Morgan Stanley, Goldman Sachs, Barclays, Deutsche Bank, RBC, Citigroup, Bank of America Merrill Lynch and Credit Suisse are joint bookrunning managers on the deal, with eight other firms acting as co-managers. The deal is expected to price next week, according to data firm Ipreo.
Proceeds will be used to redeem debt, as well for the catchall “general corporate purposes,” which includes growth initiatives, according to ADT.
Apollo Global Management APO, +0.14% , which took the company private in February 2016 in a $6.9 billion leveraged buyout, will continue to own the majority of the shares, making ADT a “controlled company” under NYSE rules. That means Apollo continues to call the shots.
It has roots in the 19th century
ADT was created in 1874 as American District Telegraph, harnessing what was the leading communications technology of the time. From there, the company advanced to the call box, a system that allowed signals to be transmitted by a watchman to alert the police, say, or the fire department of the need for assistance. In the 1900s, the company came under the control of AT&T (T), starting its switch to the signal business that was the first iteration of its security service. In 1940, it introduced the ultrasonic burglar alarm along with a fire-detection system. In 1969, the company went public for the first time on the NYSE.
It’s a big player in its market
ADT, which has grown through acquisitions, including most recently of Protection One and ASG, describes itself as the leading provider of security and monitoring services in the U.S. and Canada. The company estimates that it’s about five times bigger than the next largest residential alarm competitor, Vivint Home Security, measured by revenue, with a roughly 30% market share.
The company may have exposure to a surprising liability
One of the risk factors mentioned in the prospectus is the company’s liability for obligations of the Brink’s Co., thanks to its acquisition of a business formerly owned by Brink’s called Broadview Security. That business is subject to the Coal Industry Retiree Health Benefit Act of 1992, meaning it must cover the costs of health-care coverage for retired workers suffering from coal-related ailments.

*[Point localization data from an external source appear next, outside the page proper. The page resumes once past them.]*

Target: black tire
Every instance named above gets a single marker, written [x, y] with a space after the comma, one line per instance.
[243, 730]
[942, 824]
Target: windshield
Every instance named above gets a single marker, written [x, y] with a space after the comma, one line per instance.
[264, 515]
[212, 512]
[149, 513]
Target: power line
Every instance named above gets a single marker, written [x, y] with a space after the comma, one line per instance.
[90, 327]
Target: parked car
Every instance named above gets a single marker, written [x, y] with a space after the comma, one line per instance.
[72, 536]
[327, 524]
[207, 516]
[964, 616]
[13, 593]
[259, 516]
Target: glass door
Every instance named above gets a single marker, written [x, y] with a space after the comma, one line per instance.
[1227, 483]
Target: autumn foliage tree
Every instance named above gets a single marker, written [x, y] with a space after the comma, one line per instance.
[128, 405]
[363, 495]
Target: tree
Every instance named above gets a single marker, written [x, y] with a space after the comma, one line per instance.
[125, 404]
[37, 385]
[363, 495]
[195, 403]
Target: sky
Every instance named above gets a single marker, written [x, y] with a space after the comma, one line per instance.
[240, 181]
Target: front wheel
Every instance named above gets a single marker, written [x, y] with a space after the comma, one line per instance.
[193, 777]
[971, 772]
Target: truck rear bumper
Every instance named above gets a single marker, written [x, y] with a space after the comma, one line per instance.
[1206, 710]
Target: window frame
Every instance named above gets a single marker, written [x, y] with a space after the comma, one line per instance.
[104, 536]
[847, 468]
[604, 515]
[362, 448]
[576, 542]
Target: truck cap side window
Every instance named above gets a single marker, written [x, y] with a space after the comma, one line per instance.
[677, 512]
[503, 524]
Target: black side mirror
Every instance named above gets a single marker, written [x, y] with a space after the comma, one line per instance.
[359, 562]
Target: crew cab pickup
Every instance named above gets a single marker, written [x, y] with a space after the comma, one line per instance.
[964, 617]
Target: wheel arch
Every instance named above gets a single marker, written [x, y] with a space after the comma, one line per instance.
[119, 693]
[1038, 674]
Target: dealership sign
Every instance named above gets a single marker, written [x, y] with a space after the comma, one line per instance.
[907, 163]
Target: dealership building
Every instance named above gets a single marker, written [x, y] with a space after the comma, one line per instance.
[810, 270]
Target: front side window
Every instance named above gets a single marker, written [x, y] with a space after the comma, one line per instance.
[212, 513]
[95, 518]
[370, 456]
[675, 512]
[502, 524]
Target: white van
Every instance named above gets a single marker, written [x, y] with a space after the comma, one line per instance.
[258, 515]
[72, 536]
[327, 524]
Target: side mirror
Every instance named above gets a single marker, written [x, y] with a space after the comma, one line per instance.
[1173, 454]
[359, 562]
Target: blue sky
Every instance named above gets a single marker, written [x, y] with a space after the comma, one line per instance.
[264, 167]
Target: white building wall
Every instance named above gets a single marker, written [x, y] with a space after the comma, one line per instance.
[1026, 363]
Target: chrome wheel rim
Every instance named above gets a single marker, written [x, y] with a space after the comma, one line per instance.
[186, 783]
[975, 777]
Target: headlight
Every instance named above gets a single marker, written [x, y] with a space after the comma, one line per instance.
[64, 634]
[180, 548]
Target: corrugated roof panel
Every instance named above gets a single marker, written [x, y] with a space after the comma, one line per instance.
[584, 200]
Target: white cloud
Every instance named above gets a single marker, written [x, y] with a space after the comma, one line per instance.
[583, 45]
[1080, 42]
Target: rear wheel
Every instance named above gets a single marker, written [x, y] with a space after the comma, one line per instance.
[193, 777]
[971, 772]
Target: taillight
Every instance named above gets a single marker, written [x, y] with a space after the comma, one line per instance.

Brink’s has created a Voluntary Employee’s Beneficiary Association trust to cover those liabilities, and Brink’s has agreed to indemnify the business for any and all liabilities stemming from its former coal operations. However, if Brink’s and the trust “are unable to satisfy all such obligations, we could be held liable, which could have a material adverse effect on our financial condition, results of operations and cash flows,” says the prospectus.